Polling indicates that the number one issue for Canadians is paying down debt, (STORY HERE). While it was the choice of only 16% of respondents, if you add in the next top selections: building savings, managing day to day spending, getting current bills paid and retirement planning...well.
Its pretty apparent, we Canadians are focused on improving the state of our personal and family finances. For some that will mean getting rid of high interest consumer debt, for others it will mean building a nest egg, among numerous other choices.
That's the problem with writing about personal finance, there are no one size fits all solutions. We all have different goals, different circumstances, different incomes, different expenses. WE'RE ALL SNOWFLAKES, UNIQUE. Seriously though, even people with the same goals will have at least a few differences that will affect how they might go about achieving a financial goal.

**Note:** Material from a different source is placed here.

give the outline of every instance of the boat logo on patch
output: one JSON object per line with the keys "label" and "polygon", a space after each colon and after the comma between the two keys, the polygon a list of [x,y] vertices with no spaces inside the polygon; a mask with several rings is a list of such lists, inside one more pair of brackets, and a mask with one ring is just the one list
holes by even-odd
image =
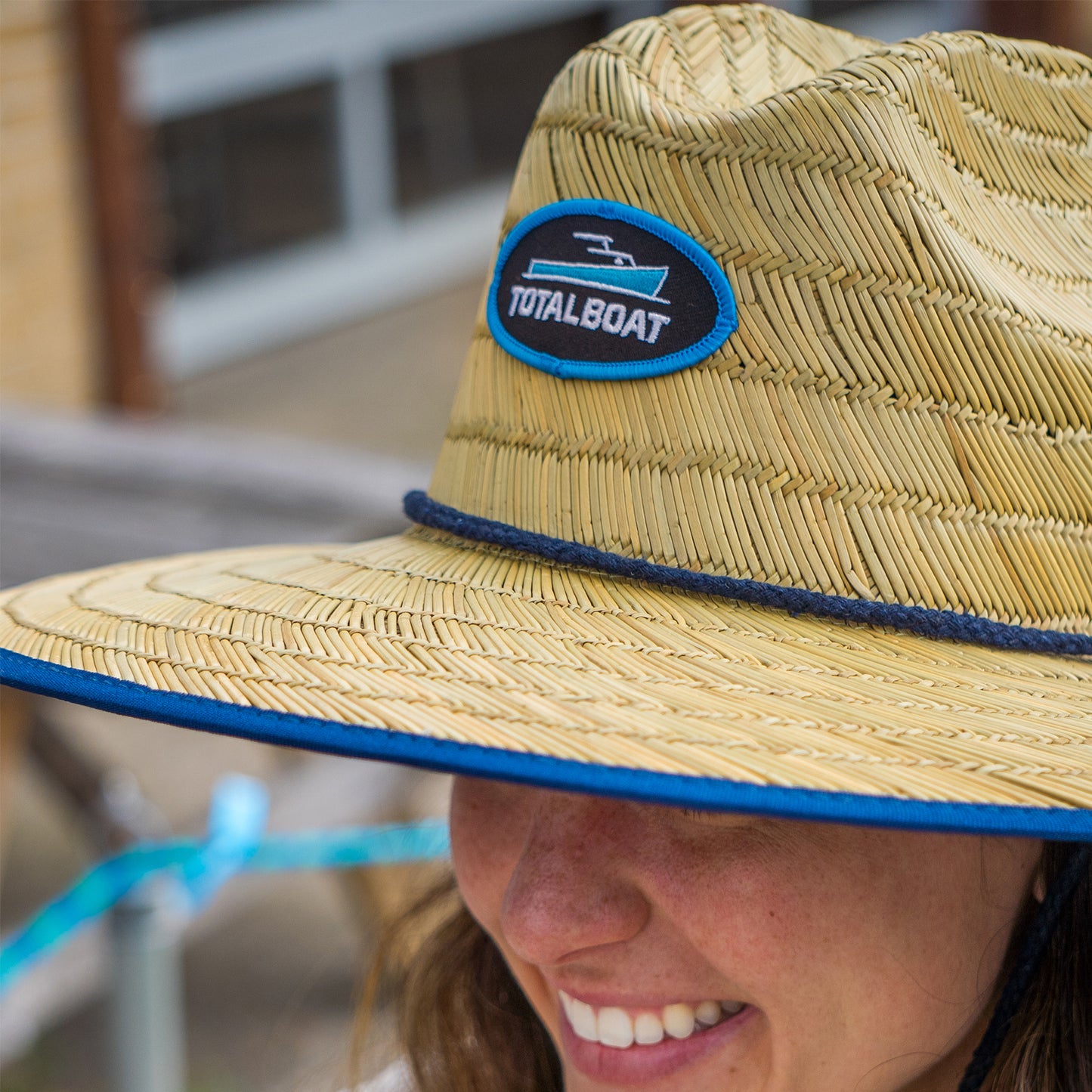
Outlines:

There is one thing we do have in common however, and that is we all share in the weaknesses of the human condition. We are all programmed in much the same way. Human beings are wired to seek pleasure and to avoid pain.
I want to stress that point, we all SEEK PLEASURE and try to AVOID PAIN.

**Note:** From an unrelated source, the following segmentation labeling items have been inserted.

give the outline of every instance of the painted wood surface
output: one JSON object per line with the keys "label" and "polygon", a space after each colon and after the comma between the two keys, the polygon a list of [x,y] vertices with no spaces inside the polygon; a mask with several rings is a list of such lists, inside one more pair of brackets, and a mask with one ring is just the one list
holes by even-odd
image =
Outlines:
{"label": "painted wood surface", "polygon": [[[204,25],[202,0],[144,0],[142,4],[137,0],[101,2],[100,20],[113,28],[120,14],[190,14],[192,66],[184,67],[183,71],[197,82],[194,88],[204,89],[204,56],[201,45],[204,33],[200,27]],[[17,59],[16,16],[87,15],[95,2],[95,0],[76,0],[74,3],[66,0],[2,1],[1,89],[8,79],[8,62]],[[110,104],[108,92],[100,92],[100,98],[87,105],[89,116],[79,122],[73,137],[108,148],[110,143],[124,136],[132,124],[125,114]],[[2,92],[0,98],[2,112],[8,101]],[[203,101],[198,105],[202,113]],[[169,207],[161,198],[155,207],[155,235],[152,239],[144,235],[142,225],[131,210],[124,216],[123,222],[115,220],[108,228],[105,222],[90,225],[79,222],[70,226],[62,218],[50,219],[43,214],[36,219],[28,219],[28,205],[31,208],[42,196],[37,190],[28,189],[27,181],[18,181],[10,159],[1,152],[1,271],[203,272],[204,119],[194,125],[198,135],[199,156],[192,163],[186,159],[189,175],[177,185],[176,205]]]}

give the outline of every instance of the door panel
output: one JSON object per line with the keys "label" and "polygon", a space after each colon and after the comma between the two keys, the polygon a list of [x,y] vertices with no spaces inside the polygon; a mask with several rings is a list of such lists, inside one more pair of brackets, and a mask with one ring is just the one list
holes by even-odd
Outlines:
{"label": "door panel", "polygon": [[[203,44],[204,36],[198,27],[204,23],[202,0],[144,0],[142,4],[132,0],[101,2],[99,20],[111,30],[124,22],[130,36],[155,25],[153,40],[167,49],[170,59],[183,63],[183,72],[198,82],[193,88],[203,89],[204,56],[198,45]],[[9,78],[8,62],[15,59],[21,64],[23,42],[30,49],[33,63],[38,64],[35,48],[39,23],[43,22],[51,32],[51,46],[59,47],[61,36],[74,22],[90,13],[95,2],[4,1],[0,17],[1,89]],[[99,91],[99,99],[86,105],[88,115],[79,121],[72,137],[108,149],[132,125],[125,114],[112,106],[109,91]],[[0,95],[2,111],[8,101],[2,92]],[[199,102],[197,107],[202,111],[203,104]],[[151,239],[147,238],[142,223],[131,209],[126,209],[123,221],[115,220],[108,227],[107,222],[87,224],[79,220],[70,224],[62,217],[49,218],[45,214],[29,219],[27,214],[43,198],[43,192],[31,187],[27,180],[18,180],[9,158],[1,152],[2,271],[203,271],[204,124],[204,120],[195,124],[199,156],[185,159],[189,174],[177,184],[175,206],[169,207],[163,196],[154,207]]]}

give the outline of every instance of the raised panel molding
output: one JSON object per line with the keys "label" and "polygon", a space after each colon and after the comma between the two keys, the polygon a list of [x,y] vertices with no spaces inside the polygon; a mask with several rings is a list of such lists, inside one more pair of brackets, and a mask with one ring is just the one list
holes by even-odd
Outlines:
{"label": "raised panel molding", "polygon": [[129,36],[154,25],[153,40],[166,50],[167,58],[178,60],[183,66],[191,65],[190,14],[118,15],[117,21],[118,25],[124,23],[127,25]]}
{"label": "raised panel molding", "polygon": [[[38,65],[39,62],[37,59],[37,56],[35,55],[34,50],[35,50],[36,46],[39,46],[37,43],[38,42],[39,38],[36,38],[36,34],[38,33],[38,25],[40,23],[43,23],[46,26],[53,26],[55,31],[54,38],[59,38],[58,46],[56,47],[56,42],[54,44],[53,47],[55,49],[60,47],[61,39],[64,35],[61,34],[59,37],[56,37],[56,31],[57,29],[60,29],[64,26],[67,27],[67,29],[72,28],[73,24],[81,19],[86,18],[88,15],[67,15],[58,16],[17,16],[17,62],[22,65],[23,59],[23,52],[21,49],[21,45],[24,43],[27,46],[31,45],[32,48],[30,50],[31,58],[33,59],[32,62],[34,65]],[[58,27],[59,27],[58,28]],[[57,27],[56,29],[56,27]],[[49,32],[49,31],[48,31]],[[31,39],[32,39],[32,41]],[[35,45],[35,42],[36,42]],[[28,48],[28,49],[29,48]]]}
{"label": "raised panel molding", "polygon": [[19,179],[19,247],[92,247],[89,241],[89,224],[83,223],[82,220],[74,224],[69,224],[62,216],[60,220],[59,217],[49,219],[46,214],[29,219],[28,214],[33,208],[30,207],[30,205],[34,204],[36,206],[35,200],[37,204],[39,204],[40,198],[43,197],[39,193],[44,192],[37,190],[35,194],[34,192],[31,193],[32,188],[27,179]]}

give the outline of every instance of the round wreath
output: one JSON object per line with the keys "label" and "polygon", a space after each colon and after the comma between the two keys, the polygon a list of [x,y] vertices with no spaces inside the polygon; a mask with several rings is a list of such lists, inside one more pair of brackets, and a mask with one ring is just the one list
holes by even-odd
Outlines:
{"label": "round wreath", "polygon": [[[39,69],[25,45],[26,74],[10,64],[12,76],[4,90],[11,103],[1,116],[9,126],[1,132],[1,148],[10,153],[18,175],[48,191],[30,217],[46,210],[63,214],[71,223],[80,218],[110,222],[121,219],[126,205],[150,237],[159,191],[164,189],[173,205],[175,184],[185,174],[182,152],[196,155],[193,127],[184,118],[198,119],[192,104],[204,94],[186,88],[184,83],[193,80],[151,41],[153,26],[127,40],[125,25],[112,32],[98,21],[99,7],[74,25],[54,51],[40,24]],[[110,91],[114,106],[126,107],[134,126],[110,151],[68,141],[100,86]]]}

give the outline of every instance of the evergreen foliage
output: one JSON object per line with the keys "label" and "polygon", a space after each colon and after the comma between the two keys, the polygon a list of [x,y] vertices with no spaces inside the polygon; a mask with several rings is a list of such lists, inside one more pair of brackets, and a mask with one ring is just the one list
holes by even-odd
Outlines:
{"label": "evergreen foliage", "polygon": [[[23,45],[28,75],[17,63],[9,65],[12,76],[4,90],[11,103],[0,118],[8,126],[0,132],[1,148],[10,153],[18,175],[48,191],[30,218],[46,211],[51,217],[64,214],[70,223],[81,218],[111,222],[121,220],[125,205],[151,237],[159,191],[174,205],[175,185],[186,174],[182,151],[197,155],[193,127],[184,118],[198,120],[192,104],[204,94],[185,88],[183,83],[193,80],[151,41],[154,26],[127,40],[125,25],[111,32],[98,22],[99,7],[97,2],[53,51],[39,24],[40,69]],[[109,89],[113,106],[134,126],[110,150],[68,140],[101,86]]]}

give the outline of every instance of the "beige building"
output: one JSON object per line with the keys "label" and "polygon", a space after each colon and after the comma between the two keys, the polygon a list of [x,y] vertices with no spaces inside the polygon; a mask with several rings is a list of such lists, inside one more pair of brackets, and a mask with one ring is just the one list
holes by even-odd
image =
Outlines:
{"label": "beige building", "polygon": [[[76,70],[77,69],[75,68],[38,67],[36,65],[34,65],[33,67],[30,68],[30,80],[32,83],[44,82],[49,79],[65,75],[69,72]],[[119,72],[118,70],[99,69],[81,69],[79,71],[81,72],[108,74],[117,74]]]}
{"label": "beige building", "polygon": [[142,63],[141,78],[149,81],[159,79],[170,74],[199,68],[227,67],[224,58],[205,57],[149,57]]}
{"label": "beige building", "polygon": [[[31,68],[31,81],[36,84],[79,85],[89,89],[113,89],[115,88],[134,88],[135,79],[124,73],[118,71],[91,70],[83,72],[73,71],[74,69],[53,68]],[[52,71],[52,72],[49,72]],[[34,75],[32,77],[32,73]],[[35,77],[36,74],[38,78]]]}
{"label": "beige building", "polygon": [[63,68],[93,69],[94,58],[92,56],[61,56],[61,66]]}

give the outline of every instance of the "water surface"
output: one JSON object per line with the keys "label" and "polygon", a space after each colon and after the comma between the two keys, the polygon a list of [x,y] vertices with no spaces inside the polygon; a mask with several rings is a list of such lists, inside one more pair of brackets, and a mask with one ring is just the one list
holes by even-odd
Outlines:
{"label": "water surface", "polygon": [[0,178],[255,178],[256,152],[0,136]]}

Think about someone with a toothache, maybe its happened to you. A trip to the dentist is seen as too painful so sufferers will pop pain killers until they don't work anymore, only then will they go to the dentist. When the tooth hurts too much, only then is a painful appointment made at the dentist. Why? Because the patient seeks the pleasure of a pain free mouth.
When it comes to household finance, spending is a lot more pleasurable than saving, and with credit so easy to obtain, taking on debt has become basically painless....unless total debt grows so large it can't be paid back. Then debt can become like a chronically bad tooth.

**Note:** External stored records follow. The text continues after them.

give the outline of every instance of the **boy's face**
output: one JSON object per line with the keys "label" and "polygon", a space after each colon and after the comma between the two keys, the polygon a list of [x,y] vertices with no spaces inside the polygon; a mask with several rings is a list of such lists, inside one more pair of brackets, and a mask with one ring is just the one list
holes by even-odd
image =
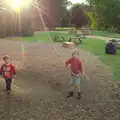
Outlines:
{"label": "boy's face", "polygon": [[78,58],[78,57],[79,57],[78,53],[75,52],[75,53],[73,54],[73,58]]}
{"label": "boy's face", "polygon": [[8,64],[8,63],[10,63],[10,58],[6,58],[4,61],[5,61],[5,63]]}

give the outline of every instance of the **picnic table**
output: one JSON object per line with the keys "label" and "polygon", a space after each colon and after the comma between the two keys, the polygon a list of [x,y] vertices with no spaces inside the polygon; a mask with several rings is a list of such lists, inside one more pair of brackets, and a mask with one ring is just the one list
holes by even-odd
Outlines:
{"label": "picnic table", "polygon": [[[66,40],[67,39],[67,40]],[[53,41],[61,41],[61,42],[73,42],[74,44],[82,44],[81,37],[63,37],[63,36],[54,36]]]}

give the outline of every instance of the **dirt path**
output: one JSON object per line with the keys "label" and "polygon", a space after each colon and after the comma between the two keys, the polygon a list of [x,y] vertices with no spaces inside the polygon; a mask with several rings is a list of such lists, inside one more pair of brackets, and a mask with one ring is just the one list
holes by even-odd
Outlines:
{"label": "dirt path", "polygon": [[119,39],[119,38],[111,38],[111,37],[104,37],[104,36],[87,36],[88,38],[99,39],[99,40],[110,40],[110,39]]}
{"label": "dirt path", "polygon": [[[90,81],[82,81],[83,98],[66,99],[68,71],[63,60],[71,50],[60,44],[24,43],[25,59],[21,59],[21,42],[1,40],[0,56],[9,54],[17,66],[13,94],[5,95],[0,80],[1,120],[119,120],[119,84],[111,81],[111,72],[90,53],[80,50],[80,57]],[[6,48],[7,46],[7,48]]]}

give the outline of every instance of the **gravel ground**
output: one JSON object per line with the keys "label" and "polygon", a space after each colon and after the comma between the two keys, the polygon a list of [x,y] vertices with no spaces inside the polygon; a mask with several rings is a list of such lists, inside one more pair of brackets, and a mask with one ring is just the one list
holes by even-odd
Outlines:
{"label": "gravel ground", "polygon": [[69,74],[53,47],[63,60],[71,56],[71,49],[60,44],[1,40],[0,56],[12,56],[17,77],[10,96],[4,93],[0,79],[0,120],[120,120],[120,85],[112,81],[111,71],[96,56],[80,49],[90,81],[81,82],[81,100],[66,99]]}

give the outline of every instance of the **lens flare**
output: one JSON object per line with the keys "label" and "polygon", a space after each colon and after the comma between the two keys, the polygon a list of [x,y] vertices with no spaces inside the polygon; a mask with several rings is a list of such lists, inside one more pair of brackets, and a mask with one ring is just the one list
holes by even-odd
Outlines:
{"label": "lens flare", "polygon": [[10,0],[9,4],[15,12],[20,12],[20,10],[29,5],[30,0]]}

Understanding this basic motivation though (seeking pleasure and avoiding pain), is the key if one hopes to make a meaningful change in anything, be it in personal finance or another endeavor.
My advice is that whether the goal is debt reduction or to put some money aside for a nest egg...find some way to make it pleasurable. Build a graph, or some type of visual representation so you can see your money growing or debt decreasing, other than by going on line or checking a balance statement. Its not easy and our entire society is geared towards convincing people to live for today, without mentioning that its often at the expense of tomorrow. Maybe find a picture of a beautiful resort, with saving and debt reduction moving you closer to that destination, versus a dingy retirement home the result if you don't eliminate debt and start to save.
I'll have more on this topic later, specifically on the different saving vehicles available and on strategies to reduce the cost of debt.